Lineage tracking introduces overhead at several points in pipeline execution:

ComponentImpactNotes
LineagePacket creationPer itemOne-time allocation
Hop recordingPer hopMetadata updates
Sampling checkPer hopHash or random operation
Dictionary lookupPer hopConcurrentDictionary access
Sink exportPer itemDepends on sink implementation

Note: Total overhead scales with the number of items processed and the number of hops in the pipeline.
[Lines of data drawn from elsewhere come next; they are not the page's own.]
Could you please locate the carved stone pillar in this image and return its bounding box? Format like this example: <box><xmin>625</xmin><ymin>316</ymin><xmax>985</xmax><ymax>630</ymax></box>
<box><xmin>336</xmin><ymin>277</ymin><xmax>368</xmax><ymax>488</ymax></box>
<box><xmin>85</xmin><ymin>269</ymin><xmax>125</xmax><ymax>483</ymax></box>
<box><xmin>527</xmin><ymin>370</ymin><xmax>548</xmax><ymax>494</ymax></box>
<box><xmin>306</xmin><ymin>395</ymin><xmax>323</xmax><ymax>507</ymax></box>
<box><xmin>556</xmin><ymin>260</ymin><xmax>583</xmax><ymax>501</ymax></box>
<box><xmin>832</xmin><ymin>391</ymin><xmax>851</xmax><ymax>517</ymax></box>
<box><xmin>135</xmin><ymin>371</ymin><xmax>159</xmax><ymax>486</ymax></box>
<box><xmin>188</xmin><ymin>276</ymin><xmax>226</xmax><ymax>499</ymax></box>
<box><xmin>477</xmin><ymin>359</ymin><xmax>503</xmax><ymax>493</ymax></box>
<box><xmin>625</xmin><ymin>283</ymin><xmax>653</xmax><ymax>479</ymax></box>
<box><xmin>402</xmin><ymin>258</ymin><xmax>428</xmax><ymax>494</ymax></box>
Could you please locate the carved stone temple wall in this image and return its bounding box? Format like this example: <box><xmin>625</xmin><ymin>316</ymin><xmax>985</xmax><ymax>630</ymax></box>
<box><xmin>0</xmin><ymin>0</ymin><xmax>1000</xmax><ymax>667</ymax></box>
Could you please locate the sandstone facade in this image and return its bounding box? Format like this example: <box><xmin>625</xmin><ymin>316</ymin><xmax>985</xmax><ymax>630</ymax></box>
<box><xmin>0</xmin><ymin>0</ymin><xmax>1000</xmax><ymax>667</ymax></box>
Estimated Performance Impact

Performance impact varies based on configuration and pipeline characteristics:

ConfigurationRelative ImpactNotes
Without lineage (baseline)NoneNo tracking overhead
100% tracking, no redactionHighestComplete visibility
10% sampling, no redactionLowGood balance
1% sampling, no redactionMinimalMinimal overhead
10% sampling, with redactionLowReduces memory usage

Important: Actual performance impact depends on data sizes, pipeline complexity, and hardware. Measure performance in your specific environment to determine the actual impact.

Memory Usage

Per-Item Memory

Memory usage scales with data size and number of hops:

// Approximate memory per item
var perItemMemory =
sizeof(Guid) + // LineageId: 16 bytes
sizeof(List<string>) + // TraversalPath: list overhead
sizeof(List<LineageHop>) + // LineageHops: list overhead
(hopCount * perHopOverhead) + // Per hop: metadata
(dataRedacted ? 0 : dataSize); // Data: 0 or actual size

Factors affecting memory:

  • Data size (unless redacted)
  • Number of hops in the pipeline
  • Number of items sampled
  • Metadata stored per hop

Per-Pipeline Memory

Fixed overhead per pipeline execution:

ComponentMemoryNotes
LineageCollectorDictionary overheadScales with items
LineageOptionsConfigurationNegligible
TotalVariesDepends on items sampled

Memory Scaling

Memory usage scales linearly with:

  • Number of items sampled: Each sampled item adds memory
  • Number of hops: Each hop adds metadata
  • Data size: Proportional to actual data (unless redacted)

Formula:

TotalMemory = PipelineOverhead + (SampledItems × PerItemMemory)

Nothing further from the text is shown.